Bisnis.com, JAKARTA - Indonesian E-Commerce Association (idEA) menilai bahwa setiap platform perlu berjalan sesuai dengan perizinan yang mereka miliki untuk menciptakan sebuah iklim persaingan yang adil di e-commerce

Ketua Umum idEA Bima Laga mengatakan asosiasi telah menyampaikan masukan kepada Kementerian Perdagangan mengenai Social Commerce, sebagai kontribusi atas revisi peraturan yagn sedang berlangsung di kementerian tersebut saat ini. 

idEA juga menyampaikan pandangan mengenai pemisahan e-commerce dan media sosial. Menurut Bima, akan lebih adil jika platform berkembang sesuai dengan perizinannya masing-masing.  
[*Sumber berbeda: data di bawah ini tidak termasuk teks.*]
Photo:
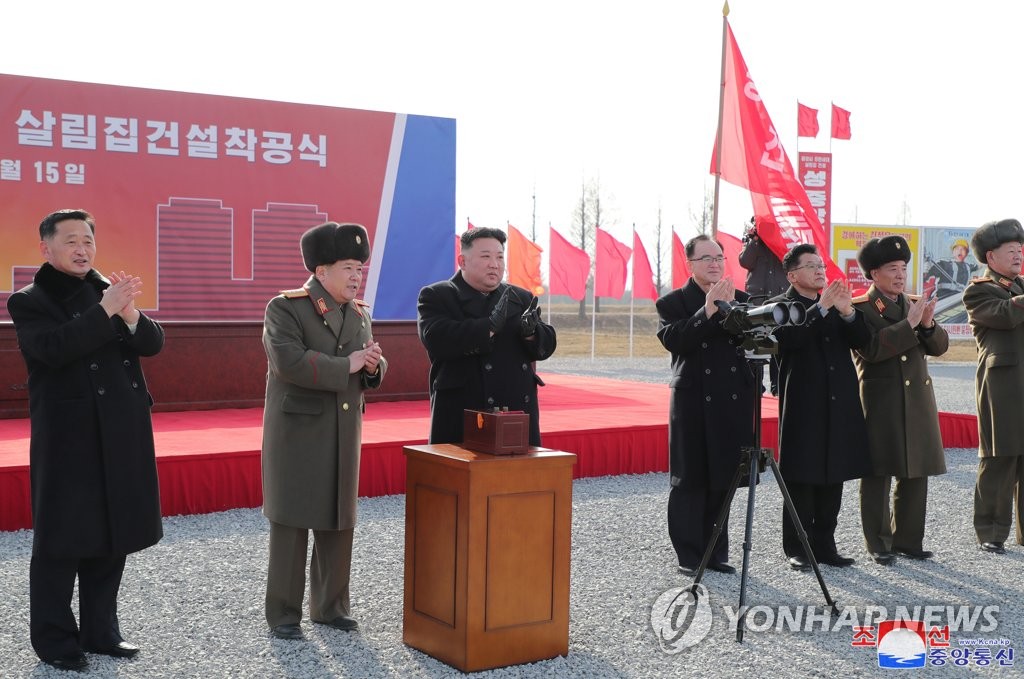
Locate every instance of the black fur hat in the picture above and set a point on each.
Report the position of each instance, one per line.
(993, 234)
(882, 251)
(329, 243)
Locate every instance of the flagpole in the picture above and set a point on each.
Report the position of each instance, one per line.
(832, 109)
(633, 292)
(593, 314)
(721, 119)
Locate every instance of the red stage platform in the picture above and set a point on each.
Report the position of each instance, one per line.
(210, 460)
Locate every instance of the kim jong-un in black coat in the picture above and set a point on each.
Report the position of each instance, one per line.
(822, 436)
(470, 368)
(94, 492)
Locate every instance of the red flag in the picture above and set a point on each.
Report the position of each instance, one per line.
(730, 249)
(753, 158)
(807, 121)
(643, 278)
(568, 267)
(841, 123)
(680, 269)
(610, 261)
(523, 261)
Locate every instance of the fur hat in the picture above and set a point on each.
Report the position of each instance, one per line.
(993, 234)
(329, 243)
(882, 251)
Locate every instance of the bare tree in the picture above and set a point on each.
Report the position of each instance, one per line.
(659, 252)
(589, 214)
(702, 221)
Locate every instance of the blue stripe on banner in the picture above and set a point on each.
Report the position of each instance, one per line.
(420, 247)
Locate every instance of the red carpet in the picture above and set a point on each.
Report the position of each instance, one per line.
(209, 460)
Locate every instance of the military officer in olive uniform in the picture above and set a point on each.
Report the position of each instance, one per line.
(711, 412)
(899, 405)
(994, 305)
(482, 337)
(321, 357)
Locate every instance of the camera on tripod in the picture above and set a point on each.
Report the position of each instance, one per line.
(756, 325)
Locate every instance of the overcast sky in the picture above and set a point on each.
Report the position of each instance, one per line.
(550, 93)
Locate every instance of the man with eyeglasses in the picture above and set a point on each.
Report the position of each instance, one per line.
(321, 357)
(994, 305)
(711, 412)
(898, 401)
(822, 437)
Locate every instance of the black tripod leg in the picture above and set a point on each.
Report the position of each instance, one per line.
(748, 542)
(723, 515)
(800, 531)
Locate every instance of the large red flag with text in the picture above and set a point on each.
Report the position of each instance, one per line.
(753, 158)
(841, 123)
(730, 250)
(643, 278)
(568, 267)
(523, 261)
(680, 270)
(807, 121)
(610, 261)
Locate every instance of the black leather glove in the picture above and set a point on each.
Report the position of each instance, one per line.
(529, 319)
(500, 313)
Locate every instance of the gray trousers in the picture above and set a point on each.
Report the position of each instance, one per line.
(999, 487)
(902, 526)
(329, 574)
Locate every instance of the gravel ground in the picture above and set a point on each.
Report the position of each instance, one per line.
(194, 602)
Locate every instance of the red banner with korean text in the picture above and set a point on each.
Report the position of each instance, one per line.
(205, 197)
(815, 176)
(753, 158)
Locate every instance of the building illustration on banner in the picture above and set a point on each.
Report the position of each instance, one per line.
(205, 197)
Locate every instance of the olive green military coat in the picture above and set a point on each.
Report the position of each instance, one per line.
(312, 419)
(995, 309)
(896, 391)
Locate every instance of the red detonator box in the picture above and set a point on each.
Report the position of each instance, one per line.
(500, 432)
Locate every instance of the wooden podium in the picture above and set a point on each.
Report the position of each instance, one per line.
(487, 555)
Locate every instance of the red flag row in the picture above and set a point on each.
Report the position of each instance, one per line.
(568, 266)
(807, 122)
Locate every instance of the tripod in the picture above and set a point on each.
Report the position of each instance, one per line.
(753, 461)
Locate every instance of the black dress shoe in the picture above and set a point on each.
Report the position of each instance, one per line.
(343, 623)
(72, 663)
(837, 560)
(885, 558)
(722, 567)
(120, 649)
(918, 554)
(288, 631)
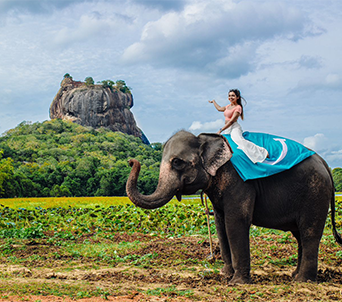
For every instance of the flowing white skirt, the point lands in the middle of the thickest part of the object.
(254, 153)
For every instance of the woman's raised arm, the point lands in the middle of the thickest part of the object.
(217, 106)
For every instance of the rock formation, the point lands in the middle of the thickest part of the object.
(95, 106)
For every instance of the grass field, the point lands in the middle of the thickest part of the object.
(105, 247)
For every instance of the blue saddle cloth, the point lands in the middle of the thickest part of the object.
(284, 154)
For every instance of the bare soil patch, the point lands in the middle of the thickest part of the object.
(160, 269)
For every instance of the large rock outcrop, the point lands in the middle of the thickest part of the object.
(95, 106)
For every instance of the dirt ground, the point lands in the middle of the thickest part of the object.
(178, 272)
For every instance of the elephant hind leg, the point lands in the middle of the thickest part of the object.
(309, 259)
(227, 270)
(296, 234)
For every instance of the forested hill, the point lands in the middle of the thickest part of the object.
(61, 158)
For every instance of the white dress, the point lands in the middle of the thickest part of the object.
(254, 153)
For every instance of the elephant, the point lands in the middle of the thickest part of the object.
(295, 200)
“Saya rasa akan lebih fair kalau semua industri yang masuk berkembang itu sesuai dengan perizinan yang memang diizinkan, kalau memang terjadi hybrid saya rasa tidak masalah semua saja bisa jadi hybrid tetapi kan isinya sesuai dengan ketentuan,” kata Bima, Jumat (8/9/2023).

Bima juga menyampaikan, yang berhak menentukan suatu platform melakukan monopoli atau tidak adalah Komisi Pengawasan Persaingan Usaha (KPPU). 

Menurutnya, KPPU yang berhak menentukan, lantaran lembaga ini memiliki penilaian secara terukur. 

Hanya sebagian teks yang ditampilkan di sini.